Encontró las crías despedazadas. Los pumas las desgarran. El perro las destroza. De hecho Tompkins está financiando una investigación sobre pumas para ver el real impacto en el huemul y está resultando ser mucho menor de lo que se creía.

–Son los perros. Atacan de a uno o dos. Comen un poco y se van. Actúan como perros salvajes, aunque son los mismos que bajan a la ciudad y parecen mansas mascotas.

Sin gen antiperro

El huemul tiene una de las menores variabilidades genéticas entre los mamíferos chilenos, según las investigaciones del genetista Juan Carlos Marín, de la Universidad de Chile. Debido a que han estado aislados por muchos años, los huemules son todos muy parecidos, lo que puede traer a la larga un problema de consanguinidad, malformaciones y baja adaptabilidad a los cambios biológicos.

–Por eso los perros son un problema muy grave –dice Rodrigo López, biólogo de CODEFF que ha estudiado por 20 años el comportamiento de los huemules en todo Chile. Lo localizo por teléfono mientras sigue con largavistas a los huemules en el Parque Nacional Bernardo O'Higgins, en Campos de Hielo, desde un barco de la Armada. Y es perentorio:

–Los huemules carecen de preparación evolutiva para enfrentar a los perros.
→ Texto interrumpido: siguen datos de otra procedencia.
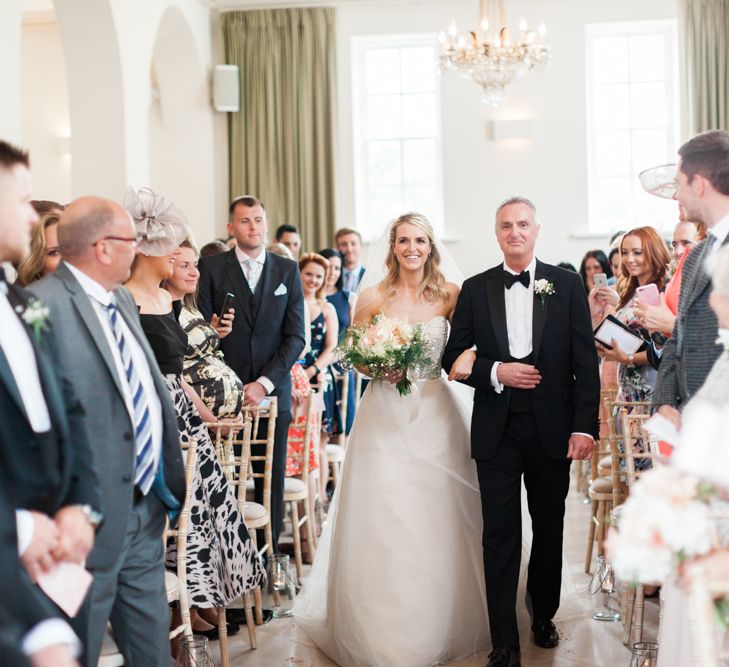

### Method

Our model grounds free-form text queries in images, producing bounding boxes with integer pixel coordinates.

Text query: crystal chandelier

Él ya lo vio en los Altos de Chillán, donde existen una treintena de huemules muy expuestos y que ahora están bajo la protección de CODEFF.

–Los huemules tienen estrategias y sistemas de detección bastante evolucionados para los pumas y los zorros. Conocen dónde ocultarse y cuándo huir, saben cuánto corre un puma y cuánto corre un zorro. A los perros no les temen, porque no están dentro de su sistema.

–Los huemules de los perros no tienen idea –dice López. Se confunden. No es llegar y entrenarlos para que arranquen. Eso es imposible. Y los perros se ceban. Una vez que comen carne de huemul y ven que les gusta, siguen matándolos. Los pueden perseguir y hostigar por mucho tiempo. Por su parte, Corti ha tratado de informar a la prensa, educar a la comunidad.

–Pero hay resistencia, porque la gente de Cochrane siempre ha tenido muchos perros. Para pastorear, para cazar. Es una contradicción extraña. El ovejero ama a sus perros, que cría libres en el campo. Y quiere ver al huemul en estado salvaje.

¿Y que opere la ley del más fuerte?

–Algunos extranjeros, en cambio, lo ven así: un animal con un collar es un animal que está siendo estudiado, protegido. Un animal salvado –afirma Corti. Casi siempre, del hombre.